Tide is turning against the JSE
Africa’s largest stock exchange, the JSE, has experienced a steady decline in the number of listings on the bourse over the past two decades.
This has been attributed to weak economic growth, the high costs associated with being listed, and the persistent undervaluation of companies on the exchange.
The exchange can do very little about the two factors outside of the cost of being listed, with it investing heavily in reducing the burden associated with being on the JSE.
It has also invested in reducing its reliance on revenue generated from listing fees by expanding the products and services it offers.
The JSE is also far from the only exchange in the world experiencing a spate of delistings, with even the world’s deepest capital markets in the US seeing a sharp decline in the number of public companies.
However, the local exchange has struggled to find new listings as a stagnant local economy inhibits the creation of new companies to join the bourse.
Symmetry chief investment strategist Izak Odendaal explained that this also indicates a shift in how companies raise capital that puts pressure on exchanges to reinvent themselves.
Odendaal explained that private equity and capital markets have grown significantly in recent decades, providing funding for companies to grow without them having to raise funds on a stock exchange.
The JSE has been severely impacted, with the number of domestic companies listed on the exchange plunging from nearly 700 two decades ago to less than 200 at the end of 2025.
In the past year, several major companies said goodbye to the bourse, including Curro, MultiChoice, Barloworld, and Adcock Ingram.

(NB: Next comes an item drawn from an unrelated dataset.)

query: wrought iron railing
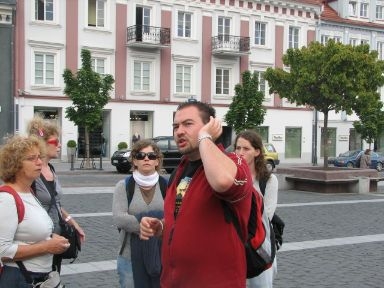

“This reduces the choice for local investors and also raises broader questions about how the next generation of growing businesses will be funded,” Odendaal said.
“In particular, the JSE’s once-vibrant junior mining sector has contracted considerably, along with a decline in exploration and development activity.”
In many ways, the bourse is suffering alongside its international peers, with the cost of compliance discouraging many companies from being publicly listed.
The scrutiny of being a public company is vital for the proper functioning of capital markets, but, like other forms of funding growth, companies have been able to avoid the close eye of public investors for longer and possibly forever.

South Africa has its own challenges
While delistings are a global trend, the 139-year-old JSE is also up against factors that are unique to South Africa.
In particular, the exchange has to combat an economy that has been stagnant for the past 15 years, with an average annual growth rate of just over 1%.
This translates into funds flowing into local asset managers for their portfolio managers to allocate to the local exchange, which has shown meagre growth over the same period.
As a result, there is less liquidity and trading on the JSE, discouraging companies from listing or remaining on the exchange.
More importantly, the lack of economic growth has seen very few large companies being created in South Africa over the past two decades. This results in a poor listing pipeline for the JSE.
Odendaal pointed to a Reserve Bank report, which flagged weak economic growth and low business confidence as two major reasons why the JSE has been shrinking.
This was coupled with a study from the University of Cape Town, led by Haroon Lorgat, that showed the JSE has not performed worse than other exchanges in terms of delistings.
Where the exchange has underperformed is in new listings, with it struggling to bring new companies onto the bourse.
Lorgat’s study pointed to weak economic growth, institutional arrangements, and undervaluation as the three main reasons for this.
In a sluggish economy, fewer new firms require significant capital to scale, and mature firms do not require funding to expand.
The institutional arrangements flagged by Lorgat include the regulatory and compliance burden associated with maintaining a new listing.
He also pointed to changes in the retirement fund landscape, with pension funds being able to invest an increasing share of their assets offshore.
Odendaal added to this that since the 2008 financial crisis, there has been a decline in research and activity from investment banks in South Africa.
The JSE is looking to address these issues through work with regulators and other institutions, with Operation Phumelela and the South African Financial Sector Competitiveness Taskforce being created.